Can someone please send an email to these four addresses for me.

[email protected]

[email protected]

[email protected]

[email protected]

Thank you, just one person, not all of you.


----------



## jasonm (Nov 22, 2003)

Ill do it...


----------



## Roy (Feb 23, 2003)

Thank You Jase,


----------



## Stan (Aug 7, 2003)

Done.


----------



## nursegladys (Aug 4, 2006)

Roy said:


> Can someone please send an email to these four addresses for me.
> 
> [email protected]
> 
> ...


emails attempted roy


----------



## Stan (Aug 7, 2003)

Oops, sorry. :*****:


----------



## Roy (Feb 23, 2003)

Thanks Stan and nursegladys. Do not need anymore.


----------



## jasonm (Nov 22, 2003)

All bounced back


----------



## Roy (Feb 23, 2003)

Stan said:


> Oops, sorry. :wanker:


----------



## Roy (Feb 23, 2003)

jasonm said:


> All bounced back


Oh dear.







Not received any.


----------



## nursegladys (Aug 4, 2006)

Roy said:


> Thanks Stan and nursegladys. Do not need anymore.


I was in the middle of typing the emails sorry Jason/roy


----------



## Stan (Aug 7, 2003)

I've had none back so far.


----------



## Roy (Feb 23, 2003)

Thanks anyway, I'll investigate.


----------



## Stan (Aug 7, 2003)

Good luck.


----------



## nursegladys (Aug 4, 2006)

Roy said:


> jasonm said:
> 
> 
> > All bounced back
> ...


one came back


----------



## Roy (Feb 23, 2003)

Thanks anyway, I'll look into it.


----------



## Roy (Feb 23, 2003)

Only been with the new people for 7 days and there are already problems.

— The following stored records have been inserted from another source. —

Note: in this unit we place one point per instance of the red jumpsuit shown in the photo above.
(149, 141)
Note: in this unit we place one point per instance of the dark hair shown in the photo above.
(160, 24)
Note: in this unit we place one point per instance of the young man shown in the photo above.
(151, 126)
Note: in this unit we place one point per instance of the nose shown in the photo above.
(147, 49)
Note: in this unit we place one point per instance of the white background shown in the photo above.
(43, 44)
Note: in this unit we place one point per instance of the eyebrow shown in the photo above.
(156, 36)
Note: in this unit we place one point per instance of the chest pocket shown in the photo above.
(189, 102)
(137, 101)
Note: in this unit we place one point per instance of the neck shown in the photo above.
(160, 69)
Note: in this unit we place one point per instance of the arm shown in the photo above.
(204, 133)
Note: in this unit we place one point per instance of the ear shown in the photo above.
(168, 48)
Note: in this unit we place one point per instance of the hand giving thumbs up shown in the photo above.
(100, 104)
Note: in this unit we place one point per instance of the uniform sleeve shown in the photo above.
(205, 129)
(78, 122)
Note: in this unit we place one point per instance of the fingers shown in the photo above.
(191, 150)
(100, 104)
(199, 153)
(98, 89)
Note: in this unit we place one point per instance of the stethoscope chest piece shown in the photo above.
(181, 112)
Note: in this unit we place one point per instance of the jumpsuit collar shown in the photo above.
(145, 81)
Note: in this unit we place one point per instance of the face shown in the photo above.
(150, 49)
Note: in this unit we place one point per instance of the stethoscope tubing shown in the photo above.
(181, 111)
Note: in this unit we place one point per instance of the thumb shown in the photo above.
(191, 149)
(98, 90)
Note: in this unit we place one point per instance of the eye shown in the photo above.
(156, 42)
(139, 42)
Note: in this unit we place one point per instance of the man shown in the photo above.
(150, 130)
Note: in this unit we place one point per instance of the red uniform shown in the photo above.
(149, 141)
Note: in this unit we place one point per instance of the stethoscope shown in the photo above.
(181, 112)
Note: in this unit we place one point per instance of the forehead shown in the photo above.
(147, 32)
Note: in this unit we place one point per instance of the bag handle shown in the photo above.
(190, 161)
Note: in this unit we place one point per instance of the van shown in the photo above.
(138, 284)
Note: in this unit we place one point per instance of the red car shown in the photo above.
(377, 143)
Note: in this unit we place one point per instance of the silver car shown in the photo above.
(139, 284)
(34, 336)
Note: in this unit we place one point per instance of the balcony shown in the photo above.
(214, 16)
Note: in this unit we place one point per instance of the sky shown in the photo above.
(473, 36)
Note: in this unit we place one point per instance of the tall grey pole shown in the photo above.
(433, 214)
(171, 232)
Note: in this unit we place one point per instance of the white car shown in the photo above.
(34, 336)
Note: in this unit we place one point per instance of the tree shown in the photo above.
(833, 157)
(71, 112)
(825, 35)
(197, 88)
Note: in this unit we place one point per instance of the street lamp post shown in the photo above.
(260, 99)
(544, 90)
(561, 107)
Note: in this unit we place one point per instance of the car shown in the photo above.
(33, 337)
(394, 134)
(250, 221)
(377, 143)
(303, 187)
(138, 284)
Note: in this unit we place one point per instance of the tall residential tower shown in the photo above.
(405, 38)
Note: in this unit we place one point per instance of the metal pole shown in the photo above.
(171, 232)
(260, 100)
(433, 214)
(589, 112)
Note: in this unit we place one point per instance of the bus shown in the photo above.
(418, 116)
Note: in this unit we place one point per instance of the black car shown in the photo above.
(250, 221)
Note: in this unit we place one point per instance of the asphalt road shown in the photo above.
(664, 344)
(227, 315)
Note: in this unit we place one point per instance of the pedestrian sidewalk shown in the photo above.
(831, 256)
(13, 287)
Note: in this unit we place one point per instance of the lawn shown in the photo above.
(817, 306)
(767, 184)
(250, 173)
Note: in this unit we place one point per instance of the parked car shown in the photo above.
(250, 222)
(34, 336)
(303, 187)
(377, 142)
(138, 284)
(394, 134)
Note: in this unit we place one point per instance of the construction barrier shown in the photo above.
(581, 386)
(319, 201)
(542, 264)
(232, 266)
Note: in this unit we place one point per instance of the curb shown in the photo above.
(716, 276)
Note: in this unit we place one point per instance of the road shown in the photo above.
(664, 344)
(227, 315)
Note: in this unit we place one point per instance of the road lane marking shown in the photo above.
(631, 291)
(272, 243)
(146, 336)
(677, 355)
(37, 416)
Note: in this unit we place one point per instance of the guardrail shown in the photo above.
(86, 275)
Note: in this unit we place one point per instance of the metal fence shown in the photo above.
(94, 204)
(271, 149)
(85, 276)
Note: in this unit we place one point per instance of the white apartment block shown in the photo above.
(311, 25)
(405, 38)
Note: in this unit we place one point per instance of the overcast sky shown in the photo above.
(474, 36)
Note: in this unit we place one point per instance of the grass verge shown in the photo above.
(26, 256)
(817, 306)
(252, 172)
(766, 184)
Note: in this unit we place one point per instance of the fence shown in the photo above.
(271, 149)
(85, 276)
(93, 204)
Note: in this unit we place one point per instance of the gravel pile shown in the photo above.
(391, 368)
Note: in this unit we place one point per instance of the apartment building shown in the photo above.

> A number of UK customers have experienced some delays in receiving inbound email. Following an important update to our mail server software and the subsequent restart of the mail servers, there have unfortunately been delays in the delivery of incoming email to 1&1 mail boxes.
> 
> Any current delay in incoming emails will decrease as full service is restored and emails are delivered.
> 
> ...


If anyone has emailed me and not received a reply then I am sorry. I will reply when the emails arrive.


----------



## Roy (Feb 23, 2003)

Emailing me through this link will not bounce :

http://www.rltwatches.co.uk/cgi-bin/mf0000...ACTION=SHOWFORM


----------



## Silver Hawk (Dec 2, 2003)

Roy said:


> Only been with the new people for 7 days and there are already problems.
> 
> 
> 
> ...


Thanks for posting that Roy, I'm with 1&1 and have been having terrible trouble receiving mail over the last 3-4 days; I had been wondered what was going on. Believe me, its not normally like this with 1&1 --- I've been with them now about 5 years.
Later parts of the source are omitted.